XHCARH-FM / XECARH-AM
- Cardonal, Hidalgo; Mexico;
- Frequencies: 89.1 FM 1480 AM
- Branding: La Voz del Pueblo Hñahñu

Programming
- Format: Indigenous community radio

Ownership
- Owner: National Institute of Indigenous Peoples
- Operator: Sistema de Radiodifusoras Culturales Indígenas

History
- First air date: 1 August 1998
- Call sign meaning: CARdonal, Hidalgo

Technical information
- Class: A (FM) B (AM)
- Power: 5 kW (daytimer)
- ERP: 3 kW (FM)
- Transmitter coordinates: 20°37′02.0″N 99°07′25.3″W﻿ / ﻿20.617222°N 99.123694°W

Links
- Webcast: Listen live
- Website: ecos.inpi.gob.mx

= XHCARH-FM =

SRCI radio station in Cardonal, Hidalgo, Mexico

XHCARH-FM/XECARH-AM (La Voz del Pueblo Hñahñu – "The Voice of the Hñahñu People") is an indigenous community radio station that broadcasts in Spanish, Hñahñu and Nahuatl from Cardonal in the Mexican state of Hidalgo.
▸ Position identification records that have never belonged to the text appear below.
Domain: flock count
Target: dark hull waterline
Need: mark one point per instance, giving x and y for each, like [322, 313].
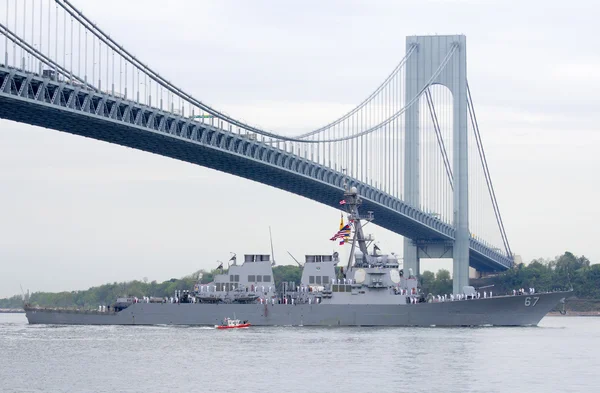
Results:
[520, 310]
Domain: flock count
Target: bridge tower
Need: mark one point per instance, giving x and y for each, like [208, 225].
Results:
[428, 54]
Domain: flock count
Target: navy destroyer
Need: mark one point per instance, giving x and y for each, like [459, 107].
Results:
[370, 289]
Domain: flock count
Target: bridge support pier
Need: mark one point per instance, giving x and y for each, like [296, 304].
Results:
[428, 55]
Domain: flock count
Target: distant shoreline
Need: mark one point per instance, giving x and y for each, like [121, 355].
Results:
[12, 311]
[575, 314]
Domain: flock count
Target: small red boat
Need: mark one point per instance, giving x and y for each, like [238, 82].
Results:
[229, 323]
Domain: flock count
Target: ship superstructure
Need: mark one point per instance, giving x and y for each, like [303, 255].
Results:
[368, 289]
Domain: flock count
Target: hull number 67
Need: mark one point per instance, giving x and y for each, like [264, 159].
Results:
[531, 301]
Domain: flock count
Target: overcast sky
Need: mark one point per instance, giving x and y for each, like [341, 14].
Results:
[76, 212]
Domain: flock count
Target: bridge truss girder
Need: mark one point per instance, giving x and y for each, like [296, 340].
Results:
[73, 108]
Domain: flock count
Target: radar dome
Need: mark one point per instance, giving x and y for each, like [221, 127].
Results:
[360, 276]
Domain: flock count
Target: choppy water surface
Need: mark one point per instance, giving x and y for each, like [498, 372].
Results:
[561, 355]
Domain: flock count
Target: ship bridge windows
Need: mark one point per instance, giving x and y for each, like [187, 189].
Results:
[257, 258]
[341, 288]
[318, 258]
[318, 279]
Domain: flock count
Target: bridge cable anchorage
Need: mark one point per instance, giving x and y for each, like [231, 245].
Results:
[439, 137]
[486, 171]
[40, 56]
[367, 100]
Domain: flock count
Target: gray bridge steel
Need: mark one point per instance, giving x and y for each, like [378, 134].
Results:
[74, 108]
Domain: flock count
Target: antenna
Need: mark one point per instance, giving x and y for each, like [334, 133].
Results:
[299, 264]
[272, 253]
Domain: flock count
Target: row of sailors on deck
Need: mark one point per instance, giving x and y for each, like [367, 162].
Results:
[522, 291]
[290, 301]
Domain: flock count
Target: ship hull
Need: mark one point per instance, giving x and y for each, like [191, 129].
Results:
[520, 310]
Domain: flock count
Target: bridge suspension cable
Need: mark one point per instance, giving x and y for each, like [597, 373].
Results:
[367, 100]
[439, 137]
[79, 16]
[486, 171]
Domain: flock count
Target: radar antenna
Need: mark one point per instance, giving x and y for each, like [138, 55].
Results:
[272, 252]
[299, 264]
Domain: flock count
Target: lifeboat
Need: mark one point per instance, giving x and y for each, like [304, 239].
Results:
[229, 323]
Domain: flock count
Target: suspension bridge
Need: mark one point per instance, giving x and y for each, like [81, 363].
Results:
[412, 148]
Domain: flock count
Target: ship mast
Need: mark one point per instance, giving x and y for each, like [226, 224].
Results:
[353, 201]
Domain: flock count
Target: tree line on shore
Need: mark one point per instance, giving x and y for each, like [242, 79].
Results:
[562, 272]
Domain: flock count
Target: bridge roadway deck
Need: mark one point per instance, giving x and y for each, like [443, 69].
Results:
[73, 108]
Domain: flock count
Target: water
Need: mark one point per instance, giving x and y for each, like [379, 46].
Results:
[561, 355]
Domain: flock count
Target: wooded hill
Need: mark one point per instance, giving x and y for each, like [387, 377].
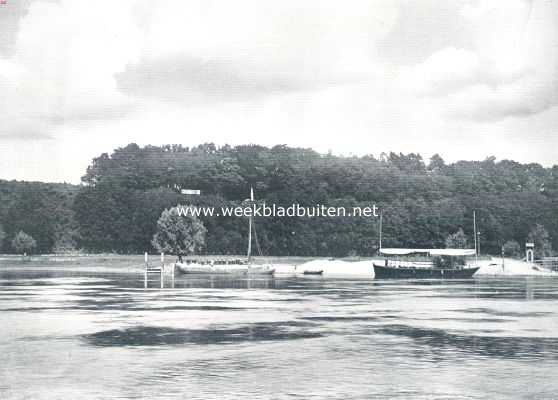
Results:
[122, 195]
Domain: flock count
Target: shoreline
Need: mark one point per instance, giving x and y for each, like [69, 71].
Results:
[358, 267]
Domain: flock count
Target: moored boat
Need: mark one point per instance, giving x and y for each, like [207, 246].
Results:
[383, 272]
[222, 267]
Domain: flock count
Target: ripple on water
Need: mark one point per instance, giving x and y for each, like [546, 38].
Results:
[517, 347]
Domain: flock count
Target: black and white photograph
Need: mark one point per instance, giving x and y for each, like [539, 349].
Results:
[278, 199]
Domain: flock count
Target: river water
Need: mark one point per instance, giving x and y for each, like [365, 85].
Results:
[70, 335]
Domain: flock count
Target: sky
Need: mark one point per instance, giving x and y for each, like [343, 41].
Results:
[466, 78]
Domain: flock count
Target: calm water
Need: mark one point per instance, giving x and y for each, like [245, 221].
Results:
[70, 335]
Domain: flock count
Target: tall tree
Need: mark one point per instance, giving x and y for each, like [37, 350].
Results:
[540, 237]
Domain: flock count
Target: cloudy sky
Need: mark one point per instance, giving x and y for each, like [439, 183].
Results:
[464, 78]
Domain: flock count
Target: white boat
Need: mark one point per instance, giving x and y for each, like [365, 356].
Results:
[228, 266]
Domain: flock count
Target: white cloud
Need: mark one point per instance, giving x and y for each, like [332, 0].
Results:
[510, 72]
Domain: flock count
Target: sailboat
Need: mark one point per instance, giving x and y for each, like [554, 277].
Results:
[223, 266]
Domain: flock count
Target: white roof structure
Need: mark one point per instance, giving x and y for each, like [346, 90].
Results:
[432, 252]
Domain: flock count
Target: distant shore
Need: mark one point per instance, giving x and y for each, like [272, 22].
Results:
[354, 266]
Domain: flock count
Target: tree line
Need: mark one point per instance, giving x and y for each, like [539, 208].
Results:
[122, 196]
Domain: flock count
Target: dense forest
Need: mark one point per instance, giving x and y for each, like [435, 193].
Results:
[122, 195]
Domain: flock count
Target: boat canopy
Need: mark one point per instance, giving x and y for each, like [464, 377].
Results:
[432, 252]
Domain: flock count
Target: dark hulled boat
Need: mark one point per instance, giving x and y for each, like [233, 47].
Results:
[383, 272]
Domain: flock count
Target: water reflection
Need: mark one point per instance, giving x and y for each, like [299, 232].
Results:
[67, 335]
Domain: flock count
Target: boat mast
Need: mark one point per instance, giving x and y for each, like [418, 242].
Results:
[250, 227]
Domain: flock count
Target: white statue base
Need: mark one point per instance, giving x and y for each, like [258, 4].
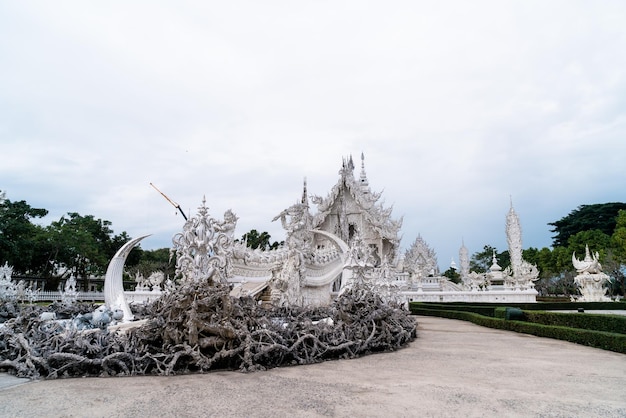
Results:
[591, 287]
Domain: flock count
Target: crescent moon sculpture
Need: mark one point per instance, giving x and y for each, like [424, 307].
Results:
[346, 275]
[114, 283]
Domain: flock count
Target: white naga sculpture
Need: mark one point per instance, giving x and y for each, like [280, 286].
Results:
[114, 298]
[590, 279]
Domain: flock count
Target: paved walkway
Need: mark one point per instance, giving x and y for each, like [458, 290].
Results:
[453, 369]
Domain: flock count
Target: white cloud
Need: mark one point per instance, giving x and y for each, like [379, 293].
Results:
[457, 106]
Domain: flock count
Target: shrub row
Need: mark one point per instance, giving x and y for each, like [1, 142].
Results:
[608, 323]
[480, 307]
[599, 339]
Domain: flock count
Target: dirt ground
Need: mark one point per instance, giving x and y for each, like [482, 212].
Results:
[453, 369]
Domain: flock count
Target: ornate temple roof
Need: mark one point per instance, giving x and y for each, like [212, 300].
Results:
[374, 213]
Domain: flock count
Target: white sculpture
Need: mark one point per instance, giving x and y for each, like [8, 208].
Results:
[204, 249]
[69, 295]
[8, 289]
[523, 273]
[114, 298]
[420, 259]
[590, 279]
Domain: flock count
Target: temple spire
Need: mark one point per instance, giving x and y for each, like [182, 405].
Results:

It is run by the Sistema de Radiodifusoras Culturales Indígenas (SRCI) of the National Institute of Indigenous Peoples (INPI). It came on air in 1998 as XECARH-AM, a daytime-only station on 1480 AM. In 2012, XECARH was authorized to move to FM XHCARH-FM 89.1. While this station is on the air, XECARH cannot be shut off as it is the last radio service in portions of its AM coverage area where the FM station does not reach.